L’idea non è piaciuta al Consiglio dell’Ordine dei Giornalisti del Piemonte, che ha comminato due mesi di sospensione a Carla Vanni. Secondo l’Ordine, l’iniziativa è una forma di “commistione tra giornalismo e pubblicità” nonché di “abdicazione dell’autonomia del lavoro giornalistico”.

Il primo addebito riguarda la cosiddetta pubblicità redazionale. Secondo la Carta dei Doveri, il giornalista “deve sempre rendere riconoscibile l'informazione pubblicitaria e deve comunque porre il pubblico in grado di riconoscere il lavoro giornalistico dal messaggio promozionale”. In effetti, un conto è descrivere un prodotto attraverso l’enfasi tipica del messaggio pubblicitario, ben altra cosa è indicare al lettore l’utilità di un bene legandola all’efficacia di un articolo giornalistico. L’inganno perpetrato ai danni del lettore attraverso una pubblicità mascherata da articolo informativo è particolarmente odioso, perché il giornalista approfitta della fiducia che il lettore ripone nella presunta obiettività di chi esercita una funzione informativa.

Ora, nei servizi che appaiono all’interno del n. 43 del 2005 di “Grazia”, prevale nettamente l’aspetto descrittivo, quindi informativo. Al di là dello stile giornalistico adoperato dall’articolista, i prodotti Armani sono fotografati e descritti senza alcuna enfasi. In sostanza, “Grazia” li descrive riportando un fatto.

Tuttavia, è proprio l’aver ideato quel numero come “speciale” e “firmato Giorgio Armani”, come evidenzia la stessa copertina, a trasformare quegli articoli dedicati ai prodotti dello stilista in messaggi promozionali. Tutt’altro che occulti, però. Qui il rischio di commistione tra giornalismo e pubblicità non sussiste. Il lettore medio già dalle prime pagine, dove è con enfasi introdotta la condirezione di Giorgio Armani e ancor prima dalla stessa copertina, nota che il numero nasce con l’impronta del noto ed apprezzabile stilista. Impossibile, dunque, che il lettore medio scorga nella descrizione dei prodotti Armani, collocati all’interno, uno scopo informativo. In altre parole, è la stessa iniziativa a palesare la natura promozionale di quanto all’interno descritto in relazione ai prodotti Armani.
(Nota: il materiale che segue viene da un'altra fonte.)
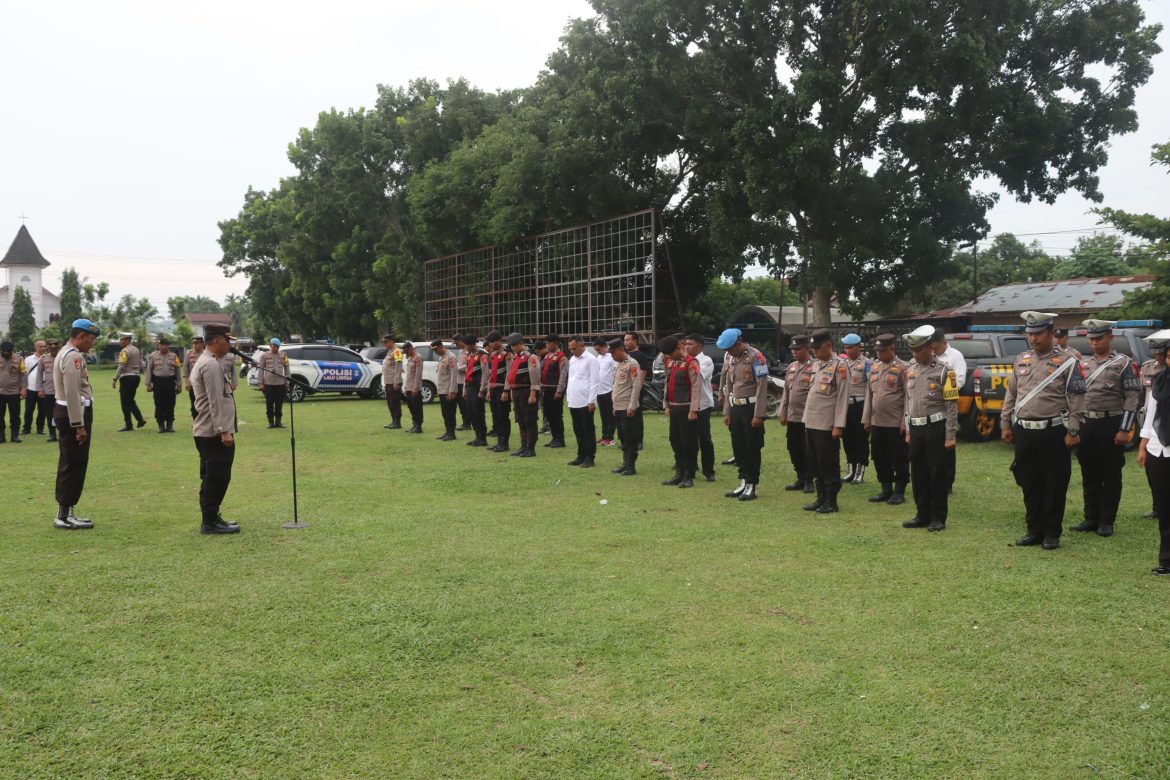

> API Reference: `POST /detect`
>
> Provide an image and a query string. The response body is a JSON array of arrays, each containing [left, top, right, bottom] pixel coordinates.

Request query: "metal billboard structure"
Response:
[[424, 209, 677, 340]]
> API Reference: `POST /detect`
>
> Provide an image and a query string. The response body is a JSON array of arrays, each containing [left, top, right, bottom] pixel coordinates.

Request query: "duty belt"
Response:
[[910, 412, 947, 428], [1016, 417, 1065, 430]]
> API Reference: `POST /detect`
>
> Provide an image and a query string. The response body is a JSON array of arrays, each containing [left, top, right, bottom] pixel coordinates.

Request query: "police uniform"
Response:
[[902, 325, 958, 531], [113, 333, 146, 432], [861, 333, 910, 504], [715, 327, 768, 501], [1072, 319, 1142, 537], [191, 325, 240, 534], [778, 334, 817, 492], [504, 333, 541, 457], [53, 319, 102, 531], [381, 336, 406, 430], [146, 341, 183, 434], [801, 330, 849, 515], [610, 339, 646, 477], [999, 311, 1085, 550]]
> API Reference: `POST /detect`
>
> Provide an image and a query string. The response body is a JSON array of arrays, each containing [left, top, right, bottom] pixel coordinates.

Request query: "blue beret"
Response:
[[715, 327, 743, 350]]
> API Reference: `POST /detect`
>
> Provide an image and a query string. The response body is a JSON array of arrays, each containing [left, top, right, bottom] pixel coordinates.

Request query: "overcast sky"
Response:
[[0, 0, 1170, 313]]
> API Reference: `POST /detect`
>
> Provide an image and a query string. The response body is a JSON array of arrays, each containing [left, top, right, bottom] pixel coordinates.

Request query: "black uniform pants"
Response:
[[1012, 424, 1073, 538], [1145, 454, 1170, 566], [869, 426, 907, 492], [841, 399, 869, 465], [805, 426, 841, 496], [118, 377, 146, 428], [151, 377, 176, 424], [1076, 415, 1126, 526], [541, 387, 565, 441], [667, 405, 698, 478], [53, 403, 94, 506], [725, 402, 764, 485], [194, 436, 235, 525], [569, 406, 597, 461], [264, 385, 288, 424], [910, 420, 950, 523], [785, 420, 812, 482]]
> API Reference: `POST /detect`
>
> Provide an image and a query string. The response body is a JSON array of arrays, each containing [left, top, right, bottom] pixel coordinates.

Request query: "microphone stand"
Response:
[[235, 352, 312, 531]]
Ma l’idea di far “firmare” il numero a Giorgio Armani, se rende infondata l’accusa di “pubblicità redazionale”, certamente avvalora quella di “abdicazione dell’autonomia del lavoro giornalistico”, come si esprime l’Ordine. Il dovere di autonomia è funzionale ad una informazione obiettiva. In occasione del n. 43 del 25 ottobre 2005, il settimanale “Grazia” si è palesemente e pubblicamente trasformato in un prodotto a firma Giorgio Armani. Se questo, da un lato, ha dato ai lettori la certezza della natura pubblicitaria degli articoli sui prodotti dello stilista (tanto da non poter giustificare la sanzione per “pubblicità redazionale”, ossia occulta), dall’altro ha generato seri dubbi circa la possibilità che “Grazia” possa, nell’esercizio di quella funzione informativa che le compete, essere immune da condizionamenti esterni, provenienti in modo particolare da aziende che per una settimana si “impossessano” della gestione della rivista.